Why does NumPy (and PyTorch) allow direct multiplicaiton of two row vectors?

oat · August 8, 2021, 8:35am

The following code does work for direct multiplication btw two row vectors of the same shape. But, it’s conceptually wrong.

Dot product can only be conducted for a row vector and a column vector in the same length, as implemented in the np.dot(), torch.mm(), and torch.matmul() functions.

So, I wonder why NumPy and PyTorch allow this in the software design in the first place which could lead to confusion for beginners.

import torch

features = torch.randn((1, 5))
weights = torch.randn_like(features)
bias = torch.randn((1, 1))

output_sum = activation(torch.sum(features * weights) + bias)
# output_sum = activation((features * weights).sum() + bias)

Output:
tensor([[0.1595]])

eqy · August 8, 2021, 9:06am

I think it’s impossible to fully distill the intent of a given numerical libraries interface, since it’s debatable whether NumPy or PyTorch established these conventions or if they were borrowed from predecessors like MATLAB, BLAS, etc…

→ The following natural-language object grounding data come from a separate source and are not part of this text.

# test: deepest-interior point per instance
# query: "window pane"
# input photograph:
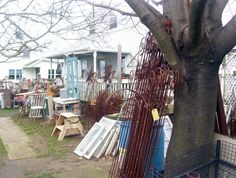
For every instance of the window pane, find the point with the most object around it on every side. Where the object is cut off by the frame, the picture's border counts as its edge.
(11, 74)
(18, 74)
(113, 22)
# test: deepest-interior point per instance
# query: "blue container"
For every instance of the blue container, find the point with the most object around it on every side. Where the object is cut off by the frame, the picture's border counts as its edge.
(124, 134)
(157, 162)
(158, 155)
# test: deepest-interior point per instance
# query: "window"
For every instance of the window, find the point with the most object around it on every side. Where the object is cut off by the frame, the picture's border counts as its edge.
(49, 74)
(58, 73)
(92, 28)
(113, 22)
(123, 64)
(18, 74)
(102, 65)
(84, 67)
(25, 52)
(11, 75)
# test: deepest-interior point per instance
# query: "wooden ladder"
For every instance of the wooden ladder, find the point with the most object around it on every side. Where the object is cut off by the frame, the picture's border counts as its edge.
(68, 124)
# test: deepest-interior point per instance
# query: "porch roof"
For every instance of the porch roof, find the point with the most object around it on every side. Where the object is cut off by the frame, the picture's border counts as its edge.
(34, 63)
(83, 52)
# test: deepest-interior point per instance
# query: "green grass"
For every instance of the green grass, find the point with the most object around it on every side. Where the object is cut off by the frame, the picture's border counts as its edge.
(8, 112)
(53, 147)
(47, 174)
(3, 151)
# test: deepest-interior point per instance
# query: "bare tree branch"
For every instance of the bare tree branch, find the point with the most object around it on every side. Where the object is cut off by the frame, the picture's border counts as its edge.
(109, 7)
(226, 38)
(157, 3)
(195, 21)
(213, 14)
(155, 25)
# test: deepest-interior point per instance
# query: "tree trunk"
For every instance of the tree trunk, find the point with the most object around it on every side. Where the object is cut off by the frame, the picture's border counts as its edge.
(194, 112)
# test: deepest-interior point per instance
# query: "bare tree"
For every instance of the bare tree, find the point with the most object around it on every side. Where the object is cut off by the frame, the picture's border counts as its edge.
(199, 46)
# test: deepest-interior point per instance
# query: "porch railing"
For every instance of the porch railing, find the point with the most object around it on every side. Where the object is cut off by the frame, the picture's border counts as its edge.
(89, 91)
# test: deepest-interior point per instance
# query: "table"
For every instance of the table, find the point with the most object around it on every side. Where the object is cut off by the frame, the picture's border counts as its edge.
(64, 102)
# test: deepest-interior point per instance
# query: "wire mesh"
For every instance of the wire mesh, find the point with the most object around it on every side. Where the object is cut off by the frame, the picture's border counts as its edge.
(215, 160)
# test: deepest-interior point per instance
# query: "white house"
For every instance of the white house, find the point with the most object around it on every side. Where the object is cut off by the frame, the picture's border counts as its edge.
(29, 68)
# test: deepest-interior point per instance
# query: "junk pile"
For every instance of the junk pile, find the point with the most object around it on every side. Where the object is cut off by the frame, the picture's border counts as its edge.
(144, 113)
(101, 140)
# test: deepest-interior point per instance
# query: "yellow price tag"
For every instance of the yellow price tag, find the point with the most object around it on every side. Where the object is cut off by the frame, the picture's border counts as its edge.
(155, 115)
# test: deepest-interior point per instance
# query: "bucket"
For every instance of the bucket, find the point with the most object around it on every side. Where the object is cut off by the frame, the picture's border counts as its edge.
(124, 134)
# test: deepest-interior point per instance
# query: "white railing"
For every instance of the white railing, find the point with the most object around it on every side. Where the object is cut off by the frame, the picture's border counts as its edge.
(89, 91)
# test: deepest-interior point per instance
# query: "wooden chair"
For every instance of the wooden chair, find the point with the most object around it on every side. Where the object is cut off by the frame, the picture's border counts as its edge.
(37, 102)
(68, 124)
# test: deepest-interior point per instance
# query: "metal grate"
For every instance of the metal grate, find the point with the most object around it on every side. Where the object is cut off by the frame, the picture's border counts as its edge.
(216, 160)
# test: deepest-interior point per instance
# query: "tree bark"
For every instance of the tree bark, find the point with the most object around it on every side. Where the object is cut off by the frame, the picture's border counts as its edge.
(194, 112)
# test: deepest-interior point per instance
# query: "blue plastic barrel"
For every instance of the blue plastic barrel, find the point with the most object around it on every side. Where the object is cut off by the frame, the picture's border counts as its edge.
(124, 134)
(158, 155)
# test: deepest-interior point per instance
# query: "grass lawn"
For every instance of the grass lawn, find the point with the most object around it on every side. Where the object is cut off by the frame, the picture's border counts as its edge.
(3, 152)
(52, 146)
(8, 112)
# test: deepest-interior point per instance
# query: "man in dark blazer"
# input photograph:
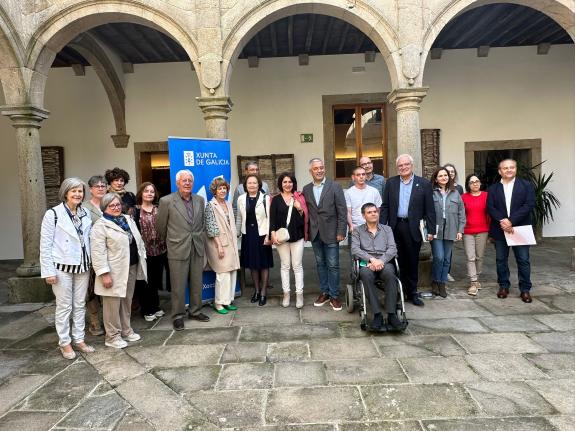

However, in this case, what is being done is elementwise multiplication (as specified by the * or mul operator). This is usually considered to be distinct from dot product or matrix multiplication.

>>> import torch
>>> a = torch.randn(1, 5)
>>> b = torch.randn(1, 5)
>>> a * b
tensor([[-0.0809,  0.8302, -0.3525, -0.1582, -0.6963]])
>>> a.mul(b)
tensor([[-0.0809,  0.8302, -0.3525, -0.1582, -0.6963]])
>>> a.dot(b)
Traceback (most recent call last):
  File "<stdin>", line 1, in <module>
RuntimeError: 1D tensors expected, but got 2D and 2D tensors
>>>

oat · August 8, 2021, 10:02am

Thanks for the reply.

Yes, it’s doing element-wise multiplication, and that’s why a sum function is needed to obtain the same output as that from a dot product.